La couverture santé proposée sera-t-elle si extensible que ça ? Derniers éléments de réponse.

Pour la somme considérable de 4 milliards d’€ (50% à la charge des salariés), juste 400 000 salariés (sur 4 millions de salariés non couverts) seront finalement susceptibles d’être couverts par l’ANI transposé. Faites les calculs pour voir à quoi cela correspond par  »tête de pipe » ! C’est effarant ! Ceci, selon les dernières expertises révélées par Jean-Paul Benoît, président de la Fédération des Mutuelles de France (FMF).

C’est bien chère pour peu de résultats (pour possiblement 1/10° des salariés non encore couverts). le panier de soins proposé est de plus rachitique, même pas au niveau du bas de la cheville de la CMU. En effet, pour 1, 9 milliard d’€, la CMU couvre plus de 4 millions d’usagers et avec un bon panier de soins.

Avec 4 milliards, imaginez ce que la sécurité sociale auraient pu faire pour l’ensemble des Français !

Dans quelles poches iront donc les 4 milliards d’€ de l’extension de la couverture mutuelle ? Pas dans celles des salariés en tout cas, probablement dans celles des assureurs, mais également celles des entreprises qui bénéficieront à cette occasion de remise de cotisations sociales.

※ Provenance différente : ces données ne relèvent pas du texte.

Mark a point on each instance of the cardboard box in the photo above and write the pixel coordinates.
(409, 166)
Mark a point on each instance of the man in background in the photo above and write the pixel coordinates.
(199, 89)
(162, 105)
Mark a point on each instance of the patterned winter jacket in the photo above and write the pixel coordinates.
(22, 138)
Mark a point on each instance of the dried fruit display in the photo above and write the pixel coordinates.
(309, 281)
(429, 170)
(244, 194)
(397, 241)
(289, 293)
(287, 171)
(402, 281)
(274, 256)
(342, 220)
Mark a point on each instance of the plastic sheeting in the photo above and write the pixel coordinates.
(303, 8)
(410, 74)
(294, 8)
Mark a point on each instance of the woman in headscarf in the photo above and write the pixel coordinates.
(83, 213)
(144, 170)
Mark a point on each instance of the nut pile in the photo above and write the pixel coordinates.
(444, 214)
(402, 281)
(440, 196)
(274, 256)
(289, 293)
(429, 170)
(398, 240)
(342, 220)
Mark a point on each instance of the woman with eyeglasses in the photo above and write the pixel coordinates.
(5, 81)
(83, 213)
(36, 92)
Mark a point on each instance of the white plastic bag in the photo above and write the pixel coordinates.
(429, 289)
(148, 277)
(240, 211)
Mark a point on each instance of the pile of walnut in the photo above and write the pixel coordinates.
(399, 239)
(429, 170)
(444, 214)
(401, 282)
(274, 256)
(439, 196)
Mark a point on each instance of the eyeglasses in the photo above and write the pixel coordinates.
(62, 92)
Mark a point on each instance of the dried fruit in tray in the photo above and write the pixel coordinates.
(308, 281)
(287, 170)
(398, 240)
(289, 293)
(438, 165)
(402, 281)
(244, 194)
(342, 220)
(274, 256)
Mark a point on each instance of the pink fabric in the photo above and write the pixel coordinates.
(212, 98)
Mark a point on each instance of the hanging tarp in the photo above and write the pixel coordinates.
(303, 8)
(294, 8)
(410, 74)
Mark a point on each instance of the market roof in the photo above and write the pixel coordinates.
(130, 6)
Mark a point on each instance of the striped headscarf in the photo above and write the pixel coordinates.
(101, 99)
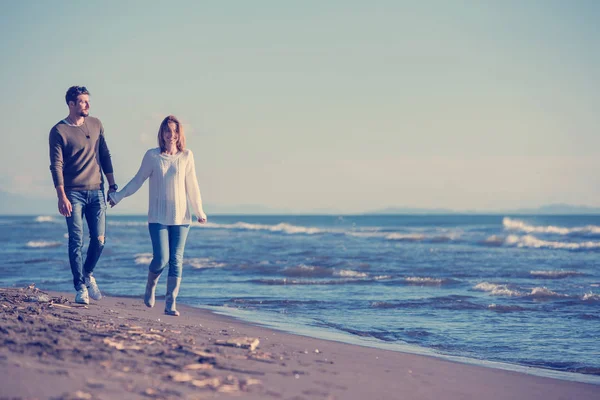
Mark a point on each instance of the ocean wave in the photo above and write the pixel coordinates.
(494, 240)
(544, 293)
(42, 244)
(427, 281)
(497, 289)
(504, 290)
(321, 272)
(555, 274)
(441, 303)
(45, 218)
(505, 308)
(143, 258)
(281, 227)
(518, 225)
(591, 297)
(530, 241)
(202, 263)
(126, 223)
(308, 282)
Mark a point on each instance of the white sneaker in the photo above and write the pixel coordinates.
(90, 283)
(82, 296)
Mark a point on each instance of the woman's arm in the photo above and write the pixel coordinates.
(136, 182)
(192, 189)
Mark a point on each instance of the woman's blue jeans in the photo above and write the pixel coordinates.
(90, 204)
(168, 243)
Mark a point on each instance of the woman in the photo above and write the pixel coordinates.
(173, 183)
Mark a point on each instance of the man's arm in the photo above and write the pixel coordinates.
(64, 205)
(106, 162)
(56, 167)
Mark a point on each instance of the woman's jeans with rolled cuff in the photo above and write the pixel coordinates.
(168, 243)
(90, 204)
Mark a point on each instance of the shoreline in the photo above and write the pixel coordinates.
(346, 338)
(118, 348)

(Nous ne reparlerons pas des autres aspects abordés dans le feuilleton N°1, accord MEDEF-Pas-Tout-Seul)

Votre employeur vous proposera donc un contrat de travail assorti d’un Contrat Groupe Obligatoire de Complémentaire Maladie*¹, parfois résultant d’un accord de branche qui s’impose à lui ou il en mettra un en place. Le MEDEF a fait un gros travail de lobbying auprès du gouvernement et des  »partenaires sociaux ». C’est le patronat de l’assurance qui sera ravi. Les assurances Prisme-D&O et Médéric-Malakoff (géré par Guillaume Sarközy de Nagy-Bocsa , frère de Nicolas) sont maintenant bien placées pour décrocher de futurs contrats d’entreprise.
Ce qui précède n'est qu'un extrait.